INVESTORS may be tempted to shy away from stocks in the next week or two as the latest version of the fiscal follies plays out in Washington.
It's understandable. The prospect of a government shutdown or, worse, default on the federal debt, rekindles memories of 2011 when Washington's infighting prompted the loss of the United States' "Triple-A" credit rating and was a primary driver behind the stock market's last full-on correction.
The sense from Wall Street analysts this time, however, is that the current drama is likely to feature more bluster than bravado and contains overblown threats.

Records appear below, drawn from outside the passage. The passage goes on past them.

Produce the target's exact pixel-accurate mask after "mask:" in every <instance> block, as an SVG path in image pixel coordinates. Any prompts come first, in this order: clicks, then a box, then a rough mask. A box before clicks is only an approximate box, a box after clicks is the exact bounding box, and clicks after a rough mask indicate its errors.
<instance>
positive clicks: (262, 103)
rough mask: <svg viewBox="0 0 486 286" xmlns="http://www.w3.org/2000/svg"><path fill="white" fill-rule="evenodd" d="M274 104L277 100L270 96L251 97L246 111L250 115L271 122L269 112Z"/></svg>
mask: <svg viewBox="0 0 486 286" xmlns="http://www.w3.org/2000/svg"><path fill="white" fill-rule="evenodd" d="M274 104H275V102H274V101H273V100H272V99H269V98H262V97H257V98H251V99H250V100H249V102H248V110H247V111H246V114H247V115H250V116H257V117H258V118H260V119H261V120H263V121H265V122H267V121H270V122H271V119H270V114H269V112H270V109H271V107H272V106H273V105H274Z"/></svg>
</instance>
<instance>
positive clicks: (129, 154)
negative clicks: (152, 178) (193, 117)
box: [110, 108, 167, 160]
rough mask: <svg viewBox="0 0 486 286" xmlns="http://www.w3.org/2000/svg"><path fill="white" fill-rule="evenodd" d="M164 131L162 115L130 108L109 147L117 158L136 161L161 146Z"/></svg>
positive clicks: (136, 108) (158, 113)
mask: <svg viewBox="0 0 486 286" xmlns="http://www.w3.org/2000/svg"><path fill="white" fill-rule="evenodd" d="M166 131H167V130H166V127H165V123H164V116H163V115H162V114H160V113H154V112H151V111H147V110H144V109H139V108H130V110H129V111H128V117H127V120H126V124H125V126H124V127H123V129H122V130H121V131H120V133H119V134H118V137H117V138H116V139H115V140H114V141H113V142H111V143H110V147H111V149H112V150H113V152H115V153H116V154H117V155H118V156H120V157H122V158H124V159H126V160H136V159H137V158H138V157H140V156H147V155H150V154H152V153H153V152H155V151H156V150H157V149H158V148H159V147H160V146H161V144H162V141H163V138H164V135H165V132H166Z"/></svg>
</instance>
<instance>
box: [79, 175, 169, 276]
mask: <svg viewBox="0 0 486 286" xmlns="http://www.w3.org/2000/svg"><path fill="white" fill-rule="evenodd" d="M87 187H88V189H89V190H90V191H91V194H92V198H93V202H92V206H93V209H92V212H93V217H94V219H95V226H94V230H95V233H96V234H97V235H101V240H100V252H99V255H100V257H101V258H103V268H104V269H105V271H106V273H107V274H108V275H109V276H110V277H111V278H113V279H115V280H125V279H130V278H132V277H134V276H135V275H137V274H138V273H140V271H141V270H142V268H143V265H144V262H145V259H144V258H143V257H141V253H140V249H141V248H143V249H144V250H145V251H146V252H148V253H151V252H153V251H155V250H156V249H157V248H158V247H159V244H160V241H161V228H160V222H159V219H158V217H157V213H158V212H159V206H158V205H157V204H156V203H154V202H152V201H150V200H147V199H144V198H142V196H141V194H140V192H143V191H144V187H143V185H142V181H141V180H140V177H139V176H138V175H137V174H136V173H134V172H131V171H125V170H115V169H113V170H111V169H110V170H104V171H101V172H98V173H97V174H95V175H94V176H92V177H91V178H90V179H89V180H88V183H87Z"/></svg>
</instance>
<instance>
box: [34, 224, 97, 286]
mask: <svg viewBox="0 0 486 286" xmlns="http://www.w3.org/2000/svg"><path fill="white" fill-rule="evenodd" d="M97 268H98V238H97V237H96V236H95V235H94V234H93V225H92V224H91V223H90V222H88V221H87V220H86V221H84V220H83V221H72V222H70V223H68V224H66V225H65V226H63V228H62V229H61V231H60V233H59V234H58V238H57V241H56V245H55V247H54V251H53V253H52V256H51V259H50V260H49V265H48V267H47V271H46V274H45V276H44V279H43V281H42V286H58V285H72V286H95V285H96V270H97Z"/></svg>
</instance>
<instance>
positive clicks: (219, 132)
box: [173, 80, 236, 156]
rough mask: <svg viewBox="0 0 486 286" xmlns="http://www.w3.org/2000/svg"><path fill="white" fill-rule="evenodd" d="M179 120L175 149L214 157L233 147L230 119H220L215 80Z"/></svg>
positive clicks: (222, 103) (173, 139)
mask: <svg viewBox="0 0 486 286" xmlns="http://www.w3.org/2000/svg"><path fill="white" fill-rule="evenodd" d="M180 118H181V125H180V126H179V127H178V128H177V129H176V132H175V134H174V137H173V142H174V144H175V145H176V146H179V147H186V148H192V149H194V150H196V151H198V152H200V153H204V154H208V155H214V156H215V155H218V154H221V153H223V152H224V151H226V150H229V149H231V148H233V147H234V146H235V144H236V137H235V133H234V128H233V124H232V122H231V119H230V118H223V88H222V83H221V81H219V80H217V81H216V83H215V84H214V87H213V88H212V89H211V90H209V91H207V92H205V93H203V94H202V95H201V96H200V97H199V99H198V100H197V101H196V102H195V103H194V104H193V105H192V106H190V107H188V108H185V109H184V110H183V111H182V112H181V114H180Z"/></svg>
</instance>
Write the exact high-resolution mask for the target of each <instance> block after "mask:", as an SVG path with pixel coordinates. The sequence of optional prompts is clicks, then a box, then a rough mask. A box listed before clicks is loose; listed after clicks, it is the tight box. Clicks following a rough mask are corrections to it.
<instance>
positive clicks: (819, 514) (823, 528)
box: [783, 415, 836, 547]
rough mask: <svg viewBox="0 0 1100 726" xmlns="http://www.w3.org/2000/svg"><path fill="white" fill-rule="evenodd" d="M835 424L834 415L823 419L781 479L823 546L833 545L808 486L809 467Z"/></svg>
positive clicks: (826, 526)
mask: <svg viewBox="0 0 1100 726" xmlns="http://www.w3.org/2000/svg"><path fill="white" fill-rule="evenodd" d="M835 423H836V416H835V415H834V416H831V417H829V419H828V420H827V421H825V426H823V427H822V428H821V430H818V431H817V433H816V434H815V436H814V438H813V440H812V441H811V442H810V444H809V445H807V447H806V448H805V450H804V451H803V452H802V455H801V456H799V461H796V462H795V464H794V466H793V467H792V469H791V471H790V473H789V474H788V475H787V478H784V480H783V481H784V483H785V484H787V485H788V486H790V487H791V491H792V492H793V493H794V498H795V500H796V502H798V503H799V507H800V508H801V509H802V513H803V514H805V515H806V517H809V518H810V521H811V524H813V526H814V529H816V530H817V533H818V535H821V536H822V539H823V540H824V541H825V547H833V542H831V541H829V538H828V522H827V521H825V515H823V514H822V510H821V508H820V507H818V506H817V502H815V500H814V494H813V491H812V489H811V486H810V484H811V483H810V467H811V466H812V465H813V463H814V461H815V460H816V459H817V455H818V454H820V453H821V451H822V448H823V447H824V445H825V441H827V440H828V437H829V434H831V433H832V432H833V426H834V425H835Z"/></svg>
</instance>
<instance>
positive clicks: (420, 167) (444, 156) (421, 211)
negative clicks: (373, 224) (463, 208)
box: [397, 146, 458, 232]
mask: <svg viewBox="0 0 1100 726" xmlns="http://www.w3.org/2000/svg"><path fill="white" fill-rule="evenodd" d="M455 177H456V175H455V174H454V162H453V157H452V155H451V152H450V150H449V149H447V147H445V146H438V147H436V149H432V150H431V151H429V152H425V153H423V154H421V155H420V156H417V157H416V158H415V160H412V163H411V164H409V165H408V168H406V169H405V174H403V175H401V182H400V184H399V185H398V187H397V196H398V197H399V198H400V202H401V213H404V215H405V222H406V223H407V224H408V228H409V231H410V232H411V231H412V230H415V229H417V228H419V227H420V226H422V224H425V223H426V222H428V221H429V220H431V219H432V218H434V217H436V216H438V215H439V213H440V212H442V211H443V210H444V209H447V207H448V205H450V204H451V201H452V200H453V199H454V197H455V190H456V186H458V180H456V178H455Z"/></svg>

"Looking back at the pattern that has emerged since the debt ceiling fiasco back in 2011, the Republican leadership got the message that if there is a government shutdown, most likely their party is going to get blamed," said Brian Jacobsen, of Wells Fargo Funds Management in Wisconsin. "They're going to be very sensitive to that public sentiment as we get closer to a midterm election year" in 2014, he said.
This week on Wall Street, the Dow Jones industrial average will open with three new components as Goldman Sachs, Visa and Nike replace Bank of America, Hewlett Packard and Alcoa.
Even though the market faces a low chance of disruption from the fiscal fighting, there might still be a bearish signal from Washington.
"Fiscal retrenchment" in Washington was one of the reasons cited this week by the Federal Reserve for not reducing its stimulus programme of $85bn a month in bond purchases.